Indicium AI is trusted by the world's leading enterprises to deliver AI into production at scale. We are a global AI-native consultancy with proven experience across Financial Services, Energy & Utilities, Healthcare & Life Sciences, Retail & CPG, and Manufacturing. From strategy, to build, to business outcomes, we unlock value from AI with unmatched clarity, speed, and capability.
Powered by 600+ AI experts serving 50+ enterprise clients from 5 global locations, we work side-by-side with top partners - including Anthropic, Databricks, AWS, OpenAI, and Microsoft - to deliver modern AI with speed and measurable impact.
Overview
We're seeking an experienced AI Engineer to design, build, and deploy production-grade AI systems powered by large language models. This role sits at the intersection of software engineering and AI implementation, focusing on building reliable, scalable applications rather than model training or research.
You'll work with cutting-edge LLM technologies, building advanced AI systems that solve complex real-world problems through multi-agent orchestration, intelligent tool integration, and robust production workflows.

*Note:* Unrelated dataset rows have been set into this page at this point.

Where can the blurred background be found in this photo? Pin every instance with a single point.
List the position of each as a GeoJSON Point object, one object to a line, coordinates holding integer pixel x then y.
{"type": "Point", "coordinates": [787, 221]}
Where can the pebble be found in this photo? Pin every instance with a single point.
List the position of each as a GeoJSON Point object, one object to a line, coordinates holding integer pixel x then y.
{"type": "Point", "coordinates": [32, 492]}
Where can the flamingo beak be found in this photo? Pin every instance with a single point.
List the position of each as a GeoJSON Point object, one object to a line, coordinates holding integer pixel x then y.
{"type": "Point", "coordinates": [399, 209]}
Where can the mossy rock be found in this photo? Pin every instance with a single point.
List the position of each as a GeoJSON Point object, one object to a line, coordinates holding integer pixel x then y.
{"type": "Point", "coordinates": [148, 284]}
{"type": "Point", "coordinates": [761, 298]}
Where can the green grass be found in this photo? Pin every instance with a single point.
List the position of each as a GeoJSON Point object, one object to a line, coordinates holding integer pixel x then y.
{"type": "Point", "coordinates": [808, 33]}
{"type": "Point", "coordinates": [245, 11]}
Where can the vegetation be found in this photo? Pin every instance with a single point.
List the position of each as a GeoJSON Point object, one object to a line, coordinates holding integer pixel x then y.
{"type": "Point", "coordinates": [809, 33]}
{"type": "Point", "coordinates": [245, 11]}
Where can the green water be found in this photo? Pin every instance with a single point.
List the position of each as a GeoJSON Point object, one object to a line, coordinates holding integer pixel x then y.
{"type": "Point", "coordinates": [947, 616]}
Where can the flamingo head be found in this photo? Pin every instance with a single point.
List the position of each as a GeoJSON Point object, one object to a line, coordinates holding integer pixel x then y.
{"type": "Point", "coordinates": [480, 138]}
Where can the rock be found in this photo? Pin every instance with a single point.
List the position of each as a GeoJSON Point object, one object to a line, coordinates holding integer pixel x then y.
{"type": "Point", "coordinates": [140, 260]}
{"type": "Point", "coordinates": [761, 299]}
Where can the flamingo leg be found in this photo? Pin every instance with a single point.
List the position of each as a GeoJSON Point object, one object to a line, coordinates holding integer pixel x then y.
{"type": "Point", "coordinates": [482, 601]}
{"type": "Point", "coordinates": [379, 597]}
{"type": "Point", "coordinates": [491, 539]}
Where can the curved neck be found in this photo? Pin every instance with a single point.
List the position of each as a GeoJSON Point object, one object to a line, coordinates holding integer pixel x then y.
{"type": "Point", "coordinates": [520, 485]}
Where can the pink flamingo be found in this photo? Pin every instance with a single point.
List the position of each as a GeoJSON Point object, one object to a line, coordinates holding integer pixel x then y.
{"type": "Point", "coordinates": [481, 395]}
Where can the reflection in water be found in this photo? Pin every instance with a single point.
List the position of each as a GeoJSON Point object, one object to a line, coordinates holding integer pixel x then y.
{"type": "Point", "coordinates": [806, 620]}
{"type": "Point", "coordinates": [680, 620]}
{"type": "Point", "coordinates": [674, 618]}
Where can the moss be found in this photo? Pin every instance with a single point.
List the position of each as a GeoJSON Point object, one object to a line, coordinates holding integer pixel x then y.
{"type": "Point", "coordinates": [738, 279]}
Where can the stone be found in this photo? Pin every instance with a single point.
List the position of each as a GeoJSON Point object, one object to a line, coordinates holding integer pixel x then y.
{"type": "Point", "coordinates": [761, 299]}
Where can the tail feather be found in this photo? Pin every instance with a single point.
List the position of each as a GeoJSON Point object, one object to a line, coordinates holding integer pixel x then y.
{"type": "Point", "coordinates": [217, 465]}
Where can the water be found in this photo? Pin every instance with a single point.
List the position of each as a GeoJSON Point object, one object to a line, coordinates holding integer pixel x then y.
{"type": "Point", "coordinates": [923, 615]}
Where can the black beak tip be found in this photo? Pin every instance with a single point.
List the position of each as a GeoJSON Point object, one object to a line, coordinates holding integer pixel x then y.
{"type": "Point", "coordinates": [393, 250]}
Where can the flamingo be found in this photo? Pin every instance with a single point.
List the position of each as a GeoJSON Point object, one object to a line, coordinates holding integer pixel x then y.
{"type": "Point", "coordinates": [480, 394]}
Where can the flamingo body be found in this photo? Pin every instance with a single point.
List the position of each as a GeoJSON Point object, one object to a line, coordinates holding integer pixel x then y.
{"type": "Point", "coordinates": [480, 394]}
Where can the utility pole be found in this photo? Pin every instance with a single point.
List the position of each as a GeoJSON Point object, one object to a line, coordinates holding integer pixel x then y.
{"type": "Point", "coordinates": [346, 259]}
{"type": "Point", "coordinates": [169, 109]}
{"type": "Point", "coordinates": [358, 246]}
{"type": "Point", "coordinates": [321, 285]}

You'll be crafting the orchestration layer that makes these systems production-ready—handling failure modes, optimizing agent collaboration, and ensuring consistent, reliable outputs at scale.
You’ll combine strong software engineering fundamentals with deep practical knowledge of LLM capabilities, limitations, and best practices for building non-deterministic systems that users can trust.
Responsibilities
- Design and implement production AI systems integrating LLMs, RAG pipelines, vector databases, and agentic frameworks.

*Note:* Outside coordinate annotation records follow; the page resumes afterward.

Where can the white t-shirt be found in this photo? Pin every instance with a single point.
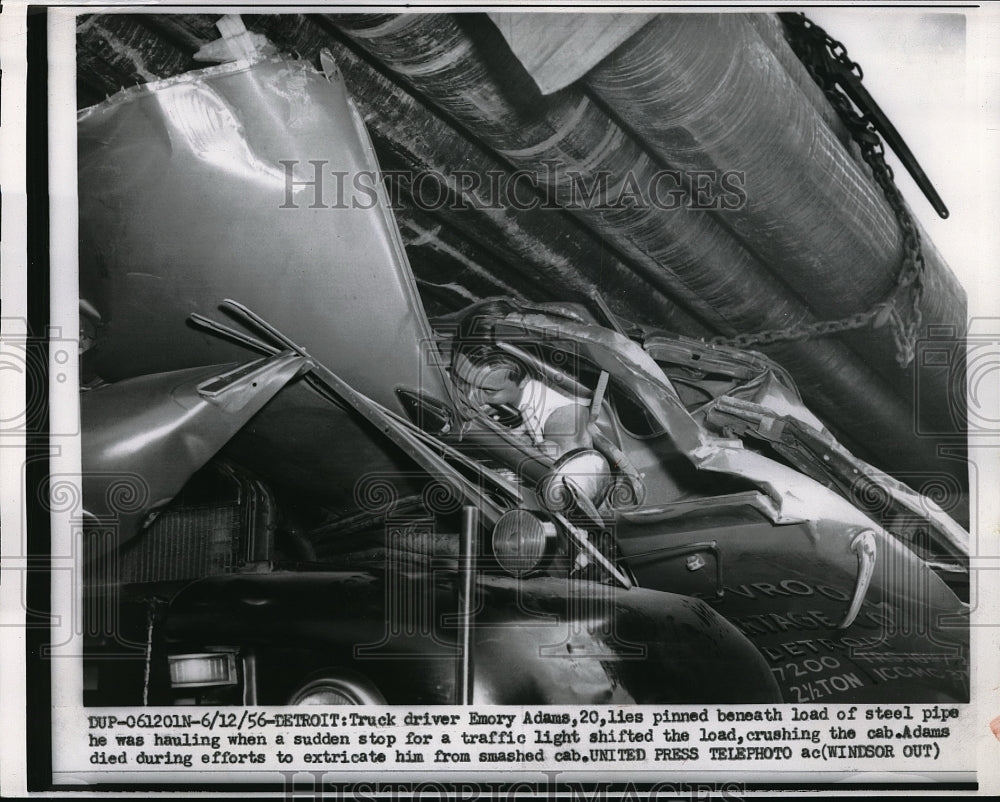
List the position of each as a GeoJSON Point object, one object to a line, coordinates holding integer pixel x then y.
{"type": "Point", "coordinates": [538, 402]}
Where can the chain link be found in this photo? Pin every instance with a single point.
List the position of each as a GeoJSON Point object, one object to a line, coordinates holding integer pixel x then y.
{"type": "Point", "coordinates": [825, 58]}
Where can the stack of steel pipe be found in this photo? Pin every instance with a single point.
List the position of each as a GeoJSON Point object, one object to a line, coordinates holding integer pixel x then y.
{"type": "Point", "coordinates": [812, 215]}
{"type": "Point", "coordinates": [444, 98]}
{"type": "Point", "coordinates": [702, 259]}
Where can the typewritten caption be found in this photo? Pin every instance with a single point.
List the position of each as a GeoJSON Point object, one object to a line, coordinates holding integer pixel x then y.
{"type": "Point", "coordinates": [833, 737]}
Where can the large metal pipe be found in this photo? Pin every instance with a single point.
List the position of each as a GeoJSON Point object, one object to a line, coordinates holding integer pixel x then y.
{"type": "Point", "coordinates": [564, 262]}
{"type": "Point", "coordinates": [682, 251]}
{"type": "Point", "coordinates": [812, 214]}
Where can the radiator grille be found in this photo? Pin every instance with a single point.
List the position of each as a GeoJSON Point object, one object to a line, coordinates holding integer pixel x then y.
{"type": "Point", "coordinates": [186, 543]}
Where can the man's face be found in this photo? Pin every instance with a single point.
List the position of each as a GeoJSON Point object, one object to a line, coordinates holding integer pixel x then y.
{"type": "Point", "coordinates": [486, 385]}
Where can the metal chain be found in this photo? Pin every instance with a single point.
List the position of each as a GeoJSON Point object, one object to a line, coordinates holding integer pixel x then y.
{"type": "Point", "coordinates": [825, 58]}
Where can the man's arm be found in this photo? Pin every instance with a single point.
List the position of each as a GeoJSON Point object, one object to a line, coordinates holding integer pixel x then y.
{"type": "Point", "coordinates": [566, 429]}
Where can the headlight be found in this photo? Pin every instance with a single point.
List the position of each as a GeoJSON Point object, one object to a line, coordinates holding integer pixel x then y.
{"type": "Point", "coordinates": [202, 670]}
{"type": "Point", "coordinates": [521, 540]}
{"type": "Point", "coordinates": [337, 689]}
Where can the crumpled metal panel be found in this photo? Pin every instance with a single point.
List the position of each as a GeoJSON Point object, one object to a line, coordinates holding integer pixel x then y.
{"type": "Point", "coordinates": [573, 641]}
{"type": "Point", "coordinates": [143, 438]}
{"type": "Point", "coordinates": [184, 201]}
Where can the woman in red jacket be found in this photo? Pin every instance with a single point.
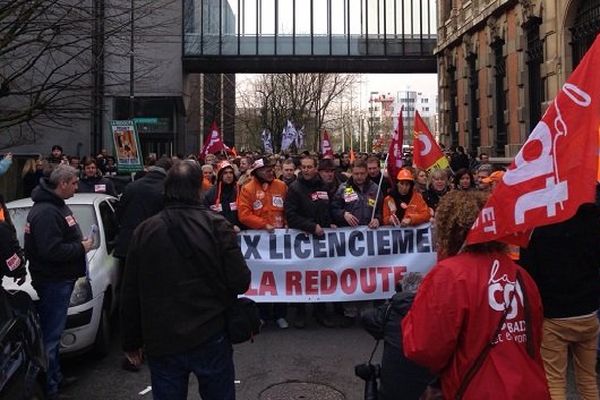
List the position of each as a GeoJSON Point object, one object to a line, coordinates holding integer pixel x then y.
{"type": "Point", "coordinates": [477, 317]}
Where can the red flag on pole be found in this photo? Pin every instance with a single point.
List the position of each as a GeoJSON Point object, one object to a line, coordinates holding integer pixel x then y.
{"type": "Point", "coordinates": [395, 150]}
{"type": "Point", "coordinates": [556, 169]}
{"type": "Point", "coordinates": [427, 154]}
{"type": "Point", "coordinates": [326, 150]}
{"type": "Point", "coordinates": [213, 142]}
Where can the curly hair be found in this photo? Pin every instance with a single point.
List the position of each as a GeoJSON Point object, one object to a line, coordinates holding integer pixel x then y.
{"type": "Point", "coordinates": [455, 214]}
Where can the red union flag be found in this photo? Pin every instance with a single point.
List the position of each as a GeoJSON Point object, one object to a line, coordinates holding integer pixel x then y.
{"type": "Point", "coordinates": [213, 142]}
{"type": "Point", "coordinates": [556, 169]}
{"type": "Point", "coordinates": [427, 154]}
{"type": "Point", "coordinates": [395, 150]}
{"type": "Point", "coordinates": [326, 150]}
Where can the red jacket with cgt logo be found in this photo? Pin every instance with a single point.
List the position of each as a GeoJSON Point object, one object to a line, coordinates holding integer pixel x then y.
{"type": "Point", "coordinates": [455, 314]}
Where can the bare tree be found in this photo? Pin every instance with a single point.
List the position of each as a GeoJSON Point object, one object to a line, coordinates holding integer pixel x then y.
{"type": "Point", "coordinates": [52, 56]}
{"type": "Point", "coordinates": [305, 99]}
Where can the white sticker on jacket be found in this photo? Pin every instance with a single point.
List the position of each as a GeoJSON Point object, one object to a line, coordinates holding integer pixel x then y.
{"type": "Point", "coordinates": [70, 220]}
{"type": "Point", "coordinates": [13, 262]}
{"type": "Point", "coordinates": [278, 201]}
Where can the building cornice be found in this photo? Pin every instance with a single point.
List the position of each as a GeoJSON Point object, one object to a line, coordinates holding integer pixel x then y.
{"type": "Point", "coordinates": [467, 20]}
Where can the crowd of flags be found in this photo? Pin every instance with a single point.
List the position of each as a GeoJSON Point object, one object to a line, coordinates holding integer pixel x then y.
{"type": "Point", "coordinates": [556, 170]}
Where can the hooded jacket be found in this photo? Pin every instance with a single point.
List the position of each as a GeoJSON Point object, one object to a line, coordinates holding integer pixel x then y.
{"type": "Point", "coordinates": [456, 313]}
{"type": "Point", "coordinates": [53, 238]}
{"type": "Point", "coordinates": [307, 204]}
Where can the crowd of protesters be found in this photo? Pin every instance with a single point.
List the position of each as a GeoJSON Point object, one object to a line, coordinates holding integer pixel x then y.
{"type": "Point", "coordinates": [312, 193]}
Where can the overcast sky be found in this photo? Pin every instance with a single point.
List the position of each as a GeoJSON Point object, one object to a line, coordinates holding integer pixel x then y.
{"type": "Point", "coordinates": [382, 83]}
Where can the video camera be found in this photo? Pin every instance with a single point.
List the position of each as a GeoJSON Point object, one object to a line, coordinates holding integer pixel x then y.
{"type": "Point", "coordinates": [369, 373]}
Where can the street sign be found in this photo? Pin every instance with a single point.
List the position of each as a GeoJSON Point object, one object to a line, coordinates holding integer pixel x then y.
{"type": "Point", "coordinates": [146, 120]}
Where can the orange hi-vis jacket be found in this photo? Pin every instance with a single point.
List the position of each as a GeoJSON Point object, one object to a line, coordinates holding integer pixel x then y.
{"type": "Point", "coordinates": [416, 210]}
{"type": "Point", "coordinates": [262, 204]}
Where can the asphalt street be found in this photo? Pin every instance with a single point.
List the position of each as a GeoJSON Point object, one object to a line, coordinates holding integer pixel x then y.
{"type": "Point", "coordinates": [314, 363]}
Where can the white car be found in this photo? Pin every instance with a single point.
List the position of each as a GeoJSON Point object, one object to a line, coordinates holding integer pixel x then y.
{"type": "Point", "coordinates": [93, 300]}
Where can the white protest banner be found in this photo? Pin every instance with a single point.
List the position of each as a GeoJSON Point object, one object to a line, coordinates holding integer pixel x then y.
{"type": "Point", "coordinates": [345, 264]}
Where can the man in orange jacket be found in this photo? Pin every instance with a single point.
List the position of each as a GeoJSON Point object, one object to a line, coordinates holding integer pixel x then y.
{"type": "Point", "coordinates": [404, 206]}
{"type": "Point", "coordinates": [260, 206]}
{"type": "Point", "coordinates": [260, 202]}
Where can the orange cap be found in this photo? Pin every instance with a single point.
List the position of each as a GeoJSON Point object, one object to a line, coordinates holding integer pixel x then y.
{"type": "Point", "coordinates": [404, 175]}
{"type": "Point", "coordinates": [495, 176]}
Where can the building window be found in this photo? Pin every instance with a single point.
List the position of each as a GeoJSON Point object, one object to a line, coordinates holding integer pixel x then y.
{"type": "Point", "coordinates": [453, 99]}
{"type": "Point", "coordinates": [535, 59]}
{"type": "Point", "coordinates": [500, 96]}
{"type": "Point", "coordinates": [585, 28]}
{"type": "Point", "coordinates": [474, 135]}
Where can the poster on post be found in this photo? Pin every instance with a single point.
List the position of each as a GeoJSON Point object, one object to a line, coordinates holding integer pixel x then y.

- Create evaluation frameworks to measure and monitor system performance, accuracy, and reliability
- Build and maintain production-grade AI applications with clean code, appropriate error handling, APIs, and data pipelines
- Experience implementing, maintaining and evaluating retrieval systems (vector/graph databases, ingestion pipelines, chunking strategies, retrieval techniques such as HyDE)

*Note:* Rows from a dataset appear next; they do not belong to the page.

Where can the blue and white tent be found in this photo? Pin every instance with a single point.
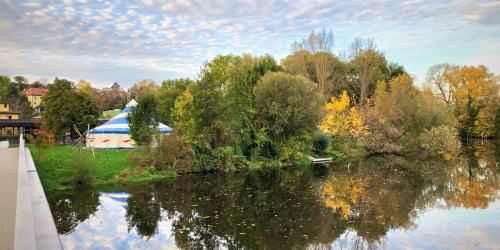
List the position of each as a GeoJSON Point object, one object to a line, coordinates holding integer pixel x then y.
{"type": "Point", "coordinates": [115, 132]}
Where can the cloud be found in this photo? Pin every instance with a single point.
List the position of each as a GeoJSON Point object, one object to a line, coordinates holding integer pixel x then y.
{"type": "Point", "coordinates": [176, 37]}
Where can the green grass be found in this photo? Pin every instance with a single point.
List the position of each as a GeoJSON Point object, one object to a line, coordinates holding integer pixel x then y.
{"type": "Point", "coordinates": [55, 167]}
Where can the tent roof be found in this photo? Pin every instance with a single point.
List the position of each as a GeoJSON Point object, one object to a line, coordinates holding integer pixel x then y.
{"type": "Point", "coordinates": [119, 123]}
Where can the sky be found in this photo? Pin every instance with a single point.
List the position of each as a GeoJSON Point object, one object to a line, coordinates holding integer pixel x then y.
{"type": "Point", "coordinates": [126, 41]}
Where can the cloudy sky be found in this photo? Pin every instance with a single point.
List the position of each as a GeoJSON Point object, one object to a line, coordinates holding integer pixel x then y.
{"type": "Point", "coordinates": [125, 41]}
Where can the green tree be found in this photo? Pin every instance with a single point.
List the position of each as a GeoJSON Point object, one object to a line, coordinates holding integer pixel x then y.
{"type": "Point", "coordinates": [169, 91]}
{"type": "Point", "coordinates": [244, 73]}
{"type": "Point", "coordinates": [5, 86]}
{"type": "Point", "coordinates": [287, 105]}
{"type": "Point", "coordinates": [112, 98]}
{"type": "Point", "coordinates": [65, 106]}
{"type": "Point", "coordinates": [142, 122]}
{"type": "Point", "coordinates": [142, 88]}
{"type": "Point", "coordinates": [209, 102]}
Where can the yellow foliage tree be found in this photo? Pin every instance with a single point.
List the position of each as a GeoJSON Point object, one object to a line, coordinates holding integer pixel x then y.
{"type": "Point", "coordinates": [341, 120]}
{"type": "Point", "coordinates": [182, 117]}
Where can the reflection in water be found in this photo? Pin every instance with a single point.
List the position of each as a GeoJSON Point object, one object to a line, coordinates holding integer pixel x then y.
{"type": "Point", "coordinates": [381, 201]}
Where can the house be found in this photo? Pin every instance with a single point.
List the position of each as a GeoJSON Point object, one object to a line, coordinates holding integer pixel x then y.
{"type": "Point", "coordinates": [35, 97]}
{"type": "Point", "coordinates": [7, 116]}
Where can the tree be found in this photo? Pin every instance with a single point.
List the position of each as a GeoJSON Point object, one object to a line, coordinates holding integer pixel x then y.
{"type": "Point", "coordinates": [401, 114]}
{"type": "Point", "coordinates": [367, 67]}
{"type": "Point", "coordinates": [113, 98]}
{"type": "Point", "coordinates": [441, 77]}
{"type": "Point", "coordinates": [21, 80]}
{"type": "Point", "coordinates": [209, 103]}
{"type": "Point", "coordinates": [182, 116]}
{"type": "Point", "coordinates": [142, 122]}
{"type": "Point", "coordinates": [5, 86]}
{"type": "Point", "coordinates": [315, 42]}
{"type": "Point", "coordinates": [287, 105]}
{"type": "Point", "coordinates": [142, 88]}
{"type": "Point", "coordinates": [167, 95]}
{"type": "Point", "coordinates": [86, 88]}
{"type": "Point", "coordinates": [313, 59]}
{"type": "Point", "coordinates": [300, 63]}
{"type": "Point", "coordinates": [65, 106]}
{"type": "Point", "coordinates": [342, 120]}
{"type": "Point", "coordinates": [243, 74]}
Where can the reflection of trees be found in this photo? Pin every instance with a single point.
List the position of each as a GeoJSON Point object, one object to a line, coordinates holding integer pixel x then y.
{"type": "Point", "coordinates": [474, 183]}
{"type": "Point", "coordinates": [277, 209]}
{"type": "Point", "coordinates": [71, 208]}
{"type": "Point", "coordinates": [143, 211]}
{"type": "Point", "coordinates": [266, 209]}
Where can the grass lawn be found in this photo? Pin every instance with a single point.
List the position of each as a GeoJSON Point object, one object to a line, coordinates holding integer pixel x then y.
{"type": "Point", "coordinates": [56, 165]}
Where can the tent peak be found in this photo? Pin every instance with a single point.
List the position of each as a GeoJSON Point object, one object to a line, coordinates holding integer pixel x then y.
{"type": "Point", "coordinates": [132, 103]}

- Implement feedback loops and observability to continuously improve system performance
- Craft effective prompts and optimize for latency, cost, and quality across different model providers and configurations
- Hands-on experience building applications with LLM APIs and deep understanding of their capabilities, limitations, and failure modes
- Practical implementation of RAG architectures, vector databases, knowledge graphs and prompt engineering
- Experience building multi-step LLM workflows and agentic systems using frameworks (e.g. SDK, Strands, Claude Agents SDK, LangGraph, etc.) or custom implementations where needed
- Strong Python (or other modern programming language) proficiency with production API/service development experience and cloud platform knowledge (AWS, GCP, Azure)
- Understanding of distributed systems, CI/CD, testing frameworks, and deployment pipelines
- Solid foundations and understanding of production-grade, cloud-native platform and infrastructure requirements, design, and implementation.
- Strong data manipulation skills (pandas, SQL) and understanding of evaluation strategies for LLM-based systems
- Ability to work with ambiguity and optimise non-deterministic systems through a process of experimentation and evaluation while balancing latency/cost/quality tradeoffs
- Strong written and spoken English and Portuguese.